SATA should theoretically be faster. I benchmarked my drives last night and I got much better results from my ATA-100 drive than my SATA drive (more than 4x better). However, I only did a "quick format" on the SATA drive. I'm going to do a full format tonight and redo the benchmark. There's no way the performance should be that bad.
 
"and BTW, it's not really connected to the PCI bus, unless it's a card plugged into the PCI bus)."

It is if it's a RAID controller not provided by the Southbridge (ICH5/ICH5R or VIA's VT8237). That is, the RAID controllers (PATA or SATA) share the same electrical bus as cards plugged into PCI slots.


"SATA should theoretically be faster."

With current hard drives, that's highly unlikely (excepting for the Raptor, but a PATA Raptor would perform equivalently). Go to www.storagereview.com and do a comparison of the WD2500JB (PATA) versus the WD2500JD (SATA). Same drive, same mechanism, mostly the same performance. In fact, the JB proves to be faster under most circumstances probably due to a lack of bridge circuitry adding latency (minute, but detectable). One could also question differences in caching strategies of the firmware. This was a major issue with prerelease Raptors vs. release versions.

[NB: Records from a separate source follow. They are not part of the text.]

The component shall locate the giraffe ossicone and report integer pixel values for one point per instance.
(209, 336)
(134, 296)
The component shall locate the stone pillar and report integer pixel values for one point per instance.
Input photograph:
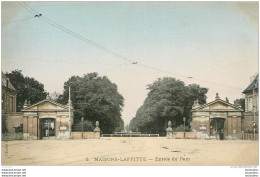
(169, 131)
(97, 130)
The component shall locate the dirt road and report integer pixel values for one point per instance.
(130, 151)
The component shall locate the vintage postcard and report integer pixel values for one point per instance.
(129, 83)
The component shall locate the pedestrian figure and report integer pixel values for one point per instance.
(221, 134)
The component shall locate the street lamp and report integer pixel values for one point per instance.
(82, 119)
(254, 127)
(184, 126)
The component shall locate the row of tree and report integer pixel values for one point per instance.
(96, 98)
(168, 100)
(93, 97)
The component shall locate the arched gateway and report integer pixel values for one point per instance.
(47, 119)
(210, 119)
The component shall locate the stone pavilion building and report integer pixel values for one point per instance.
(219, 115)
(47, 119)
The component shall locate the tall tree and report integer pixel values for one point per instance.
(168, 100)
(96, 99)
(27, 88)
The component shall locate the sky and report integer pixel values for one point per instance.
(215, 43)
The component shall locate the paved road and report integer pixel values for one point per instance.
(130, 151)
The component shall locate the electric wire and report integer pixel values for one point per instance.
(54, 24)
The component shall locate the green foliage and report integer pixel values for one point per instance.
(181, 129)
(96, 99)
(240, 102)
(168, 100)
(27, 88)
(87, 126)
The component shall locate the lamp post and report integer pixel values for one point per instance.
(82, 119)
(184, 126)
(254, 127)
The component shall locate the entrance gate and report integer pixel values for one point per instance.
(217, 125)
(47, 127)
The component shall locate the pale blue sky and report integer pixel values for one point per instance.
(215, 42)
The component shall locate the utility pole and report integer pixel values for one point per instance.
(82, 119)
(184, 127)
(69, 115)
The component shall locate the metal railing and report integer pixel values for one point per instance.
(130, 135)
(249, 136)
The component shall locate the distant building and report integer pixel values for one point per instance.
(11, 120)
(251, 105)
(219, 115)
(47, 119)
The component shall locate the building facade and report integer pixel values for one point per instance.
(210, 119)
(47, 119)
(251, 106)
(11, 120)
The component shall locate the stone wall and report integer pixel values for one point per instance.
(247, 121)
(86, 135)
(13, 120)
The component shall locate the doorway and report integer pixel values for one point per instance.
(48, 127)
(217, 126)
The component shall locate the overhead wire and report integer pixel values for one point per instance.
(54, 24)
(17, 20)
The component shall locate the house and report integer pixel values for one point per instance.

However, the next generation of Seagate SATA drives as well as the forthcoming line of Raptors (in both 36GB and 72GB flavors, with quiet FDB motors) will support command queuing. This will definitely make a difference under certain usage patterns.

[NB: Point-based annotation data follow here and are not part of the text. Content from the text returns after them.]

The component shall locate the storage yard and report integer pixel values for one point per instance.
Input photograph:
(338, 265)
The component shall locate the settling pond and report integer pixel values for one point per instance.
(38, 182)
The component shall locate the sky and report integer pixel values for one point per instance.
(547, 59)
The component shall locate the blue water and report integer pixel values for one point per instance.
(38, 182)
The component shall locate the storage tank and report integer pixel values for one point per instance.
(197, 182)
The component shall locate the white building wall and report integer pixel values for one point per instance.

This makes me wonder about how many I/O streams a typical DAW really has going at any one time. For some users NCQ could prove to be quite beneficial in eeking out the last bit of performance from their workstations.
 
The only reason I'd consider firewire is as a backup drive.
 
It is if it's a RAID controller not provided by the Southbridge (ICH5/ICH5R or VIA's VT8237). That is, the RAID controllers (PATA or SATA) share the same electrical bus as cards plugged into PCI slots.
I'm assuming that. Mine is connected via ICH5, and I'd assume most motherboards that build in SATA are using the southbridge.
"SATA should theoretically be faster."
With current hard drives, that's highly unlikely (excepting for the Raptor, but a PATA Raptor would perform equivalently).
As I said, theoretically. In the same message I said "even today's current ATA-100 spec is twice as fast mathematically as firewire, though there aren't really any drives that actually reach that kind of data transfer throughput."
 
I just like to ensure there are no misconceptions, particularly for those users who aren't blessed with equipment as new as yours. In fact, I know of no Athlon XP motherboards whose SATA is provided via the SB. There are some Athlon 64 and Athlon FX boards, though.
 
Yeah, that's a good point. My motherboard also has Promise Raid built in, and that does use the PCI bus. People over on the MSI forums have said their througput with Promise is lower. But I didn't want to deal with the hassle of configuring the Promise BIOS, etc, so I just went with the ICH5 connection. My PATA drive is benchmarking slightly faster than my SATA drive. I think the 160GB PATA drive is just a faster drive than the 120GB SATA drive.